そして細胞レベル。これは顕微鏡の世界です。先程のコツボゴケの縁に鋸歯があるとか、鋸歯が一重じゃなくて二重になってるとか、細胞のかたちや配列が異なるとか。このレベルになりますと、コケの世界がどんどん広がってきます。そして他の種類との識別が次第に容易になっていきます。

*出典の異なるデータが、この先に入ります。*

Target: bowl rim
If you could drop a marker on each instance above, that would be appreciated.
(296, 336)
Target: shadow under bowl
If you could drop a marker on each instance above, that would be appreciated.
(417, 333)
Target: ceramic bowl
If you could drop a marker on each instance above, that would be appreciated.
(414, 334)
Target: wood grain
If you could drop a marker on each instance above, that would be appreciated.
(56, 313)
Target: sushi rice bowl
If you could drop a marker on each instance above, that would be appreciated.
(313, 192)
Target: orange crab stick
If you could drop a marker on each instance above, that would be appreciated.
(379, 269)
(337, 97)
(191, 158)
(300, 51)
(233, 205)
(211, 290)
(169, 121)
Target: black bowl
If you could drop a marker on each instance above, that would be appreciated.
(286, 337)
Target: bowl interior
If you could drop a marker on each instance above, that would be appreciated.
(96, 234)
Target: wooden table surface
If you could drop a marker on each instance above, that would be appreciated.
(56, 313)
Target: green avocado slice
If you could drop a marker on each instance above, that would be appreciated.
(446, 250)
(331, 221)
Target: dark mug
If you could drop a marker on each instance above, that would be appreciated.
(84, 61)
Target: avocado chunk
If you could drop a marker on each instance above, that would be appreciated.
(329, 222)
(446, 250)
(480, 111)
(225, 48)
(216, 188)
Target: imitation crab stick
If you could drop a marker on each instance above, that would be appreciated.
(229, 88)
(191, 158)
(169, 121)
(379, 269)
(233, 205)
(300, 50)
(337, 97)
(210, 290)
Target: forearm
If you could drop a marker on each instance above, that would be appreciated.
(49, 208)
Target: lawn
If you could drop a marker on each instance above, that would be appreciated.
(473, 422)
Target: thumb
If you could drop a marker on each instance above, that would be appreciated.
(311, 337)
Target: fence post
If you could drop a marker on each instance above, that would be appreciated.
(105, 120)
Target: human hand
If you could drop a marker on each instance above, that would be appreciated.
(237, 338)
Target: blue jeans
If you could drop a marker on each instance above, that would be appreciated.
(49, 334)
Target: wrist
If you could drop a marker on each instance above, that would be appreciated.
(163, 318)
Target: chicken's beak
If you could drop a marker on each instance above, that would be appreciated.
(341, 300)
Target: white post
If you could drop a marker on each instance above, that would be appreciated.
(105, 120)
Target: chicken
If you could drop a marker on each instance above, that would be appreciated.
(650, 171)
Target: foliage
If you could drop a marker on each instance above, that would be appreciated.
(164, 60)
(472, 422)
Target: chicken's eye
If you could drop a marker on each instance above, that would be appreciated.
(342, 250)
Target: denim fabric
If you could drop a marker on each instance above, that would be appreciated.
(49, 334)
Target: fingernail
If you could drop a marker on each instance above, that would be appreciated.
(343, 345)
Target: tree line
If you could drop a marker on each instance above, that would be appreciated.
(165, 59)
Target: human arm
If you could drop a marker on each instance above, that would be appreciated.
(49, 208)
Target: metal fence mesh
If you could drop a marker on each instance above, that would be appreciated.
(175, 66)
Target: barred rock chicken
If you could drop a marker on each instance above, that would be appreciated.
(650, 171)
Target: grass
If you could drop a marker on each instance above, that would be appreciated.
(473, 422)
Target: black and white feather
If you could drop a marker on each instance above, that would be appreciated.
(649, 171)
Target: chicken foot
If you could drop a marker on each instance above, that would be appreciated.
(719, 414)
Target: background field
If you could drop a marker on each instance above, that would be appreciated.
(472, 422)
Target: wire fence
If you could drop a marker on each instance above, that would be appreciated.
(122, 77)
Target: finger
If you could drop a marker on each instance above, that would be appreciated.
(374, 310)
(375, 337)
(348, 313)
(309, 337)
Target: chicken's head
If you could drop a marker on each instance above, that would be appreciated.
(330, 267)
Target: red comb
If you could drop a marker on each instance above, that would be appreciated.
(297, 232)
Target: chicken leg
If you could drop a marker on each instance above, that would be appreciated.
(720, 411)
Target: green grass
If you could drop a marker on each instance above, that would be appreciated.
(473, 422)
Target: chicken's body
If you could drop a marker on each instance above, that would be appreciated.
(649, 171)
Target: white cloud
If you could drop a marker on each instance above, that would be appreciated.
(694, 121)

おそらく、主にはこの「ルーペレベル」でコケ観察を楽しまれる層が厚いのではないでしょうか。その際、着目すべきは次のような点でしょう。
<茎葉体か葉状体か> 体が葉状体か茎葉体かを判別します。ジャゴケなら葉状体、ツボミゴケなら茎葉体です。
<群落の色や形> 植物体が密生し、上向きに立っているものが芝状。疎らに生え、寝そべっているような、這っているような、フワフワしたものがマット状です。
<枝分かれの仕方> 奥入瀬の代表種でいえば、植物体が立ち上がって、枝分れしてないのはコツボゴケ。植物体が這い、枝分れするのはトヤマシノブゴケです。
<葉の付き方> 螺旋状に茎に付くか。背面に2列、腹面に1列の、規則正しい配列の仕方をするか。
<何に生えているか> コケは種類によって生えているもの(基物)が異なります。木の根元、倒木の上、石の上。生えてるものが何かというのは重要なポイントです。例えば石の上に生えるものには、これこれこういいう種類があるよな、と絞り込めるわけです。